The 4 pounds of extra corn, left over from the forty, 7 inch square, Corn Hole Toss bags I sewed last week for the owner, has been scattered in the front field for the deer and turkey to carbo load up for the winter.
Picnic tables are moved close enough to a tree to be upended and leaned over so snow doesn’t pile up on top. It was a bit less complicated than tipping cows because you don’t have to sneak up on them.
The beach is cleaned, chairs gathered, stacked and moved into the rec center via the campground truck.
Boats emptied of paddles and stacked on the boat rack.
Garbage cans are emptied and moved inside the front porch of the original owners cabin down at the river’s edge.

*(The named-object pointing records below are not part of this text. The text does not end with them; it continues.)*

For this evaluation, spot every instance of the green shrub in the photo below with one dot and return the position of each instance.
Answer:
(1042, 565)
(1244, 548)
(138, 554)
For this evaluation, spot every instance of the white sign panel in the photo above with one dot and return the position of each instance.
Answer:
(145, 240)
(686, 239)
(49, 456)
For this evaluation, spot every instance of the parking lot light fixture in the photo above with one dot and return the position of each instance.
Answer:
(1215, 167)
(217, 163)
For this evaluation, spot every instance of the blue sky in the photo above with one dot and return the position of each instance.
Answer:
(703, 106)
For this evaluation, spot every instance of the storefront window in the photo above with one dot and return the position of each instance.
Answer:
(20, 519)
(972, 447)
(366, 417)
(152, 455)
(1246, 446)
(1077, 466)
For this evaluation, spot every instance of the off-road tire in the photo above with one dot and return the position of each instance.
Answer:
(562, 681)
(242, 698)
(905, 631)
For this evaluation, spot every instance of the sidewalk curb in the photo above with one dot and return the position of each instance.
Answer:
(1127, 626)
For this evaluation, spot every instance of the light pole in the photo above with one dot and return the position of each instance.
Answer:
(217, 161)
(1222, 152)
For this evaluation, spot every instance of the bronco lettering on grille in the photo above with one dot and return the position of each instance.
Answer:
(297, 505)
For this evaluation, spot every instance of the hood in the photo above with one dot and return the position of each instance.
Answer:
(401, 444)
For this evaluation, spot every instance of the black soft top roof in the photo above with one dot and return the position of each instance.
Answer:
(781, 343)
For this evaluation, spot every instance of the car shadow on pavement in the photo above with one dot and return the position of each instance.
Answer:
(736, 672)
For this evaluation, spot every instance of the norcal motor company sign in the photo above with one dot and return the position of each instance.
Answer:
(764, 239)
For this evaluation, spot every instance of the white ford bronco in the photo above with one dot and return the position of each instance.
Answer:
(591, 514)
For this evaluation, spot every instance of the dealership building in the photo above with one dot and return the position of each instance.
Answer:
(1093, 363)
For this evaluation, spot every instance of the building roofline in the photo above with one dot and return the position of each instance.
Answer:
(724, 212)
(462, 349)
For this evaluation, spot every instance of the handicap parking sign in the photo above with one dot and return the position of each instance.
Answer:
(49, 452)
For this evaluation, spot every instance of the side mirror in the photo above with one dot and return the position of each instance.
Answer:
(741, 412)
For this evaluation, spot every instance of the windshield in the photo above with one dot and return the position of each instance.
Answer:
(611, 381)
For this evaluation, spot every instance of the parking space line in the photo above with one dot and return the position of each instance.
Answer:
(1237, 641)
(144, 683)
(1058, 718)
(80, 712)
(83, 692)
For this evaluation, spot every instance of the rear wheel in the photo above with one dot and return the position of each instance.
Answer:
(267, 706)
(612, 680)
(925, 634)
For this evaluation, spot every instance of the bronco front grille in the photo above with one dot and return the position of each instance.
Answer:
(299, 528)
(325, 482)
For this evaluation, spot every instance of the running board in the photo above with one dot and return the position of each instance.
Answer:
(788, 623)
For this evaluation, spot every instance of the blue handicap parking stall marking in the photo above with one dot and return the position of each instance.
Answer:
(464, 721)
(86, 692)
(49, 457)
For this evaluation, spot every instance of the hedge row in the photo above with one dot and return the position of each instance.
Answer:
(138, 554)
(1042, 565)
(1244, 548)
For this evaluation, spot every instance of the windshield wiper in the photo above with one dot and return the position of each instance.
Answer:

Seasonal families are packing up and closing down their sites. Blue tarps cover all odds and ends gathered together and wrapped over the tops. Grills and trailers also covered. A few abandoned broken pieces of metal sit in wait for the metal guy to come fetch them.
Next morning, breakfast at Tiltin’ Diner, a 50’s style diner and part of the Common Man chain of restaurants in New Hampshire, heartily enjoyed with our forever buddies since pre-children days, Rich and Judi.
This year we were able to visit them several times, reminiscing about the old days, sharing news, not thinking about how many years have gone by as we watched the sun set on peaceful Sawyer Lake from their porch.
Next years workamper sites will be next to the rec center, a few yards from our current site.
They are open, large, flat and together in one area.
Later in the day, after closing duties were complete, we shared a few bottles of wine and said our farewells to Pat, Chris, Doug, Scott, Susan and Conchita (Pat’s fur baby) before we settled down for our final night at Wellington Camping Park and made ready for our journey home via Canada. Yea, I know it’s not the shortest route, but what good is retirement if you can’t take the long way home and stop to smell a few roses?
Five months ago, I swore I heard the theme song from Deliverance playing somewhere in the distance as we bumped down the dusty dirt incline to our site. My first impression was extreme discomfort and I was looking for any excuse to be elsewhere. The campground presented dozens of valid reasons why we should leave and it appeared to be another unfortunate choice.
Two months into our workamping job, our move upstairs and away from the dust calmed my “get me out-of-here” pleas and changed them to “we’ll stay for the term”. Seeing Pat and the family work diligently to improve the campground, my opinion changed once more. As we helped Pat prepare to close the campground for the season, I admit, I have become increasingly fond of the owner, her Golden-doodle fur baby, her sons and family. They will be missed.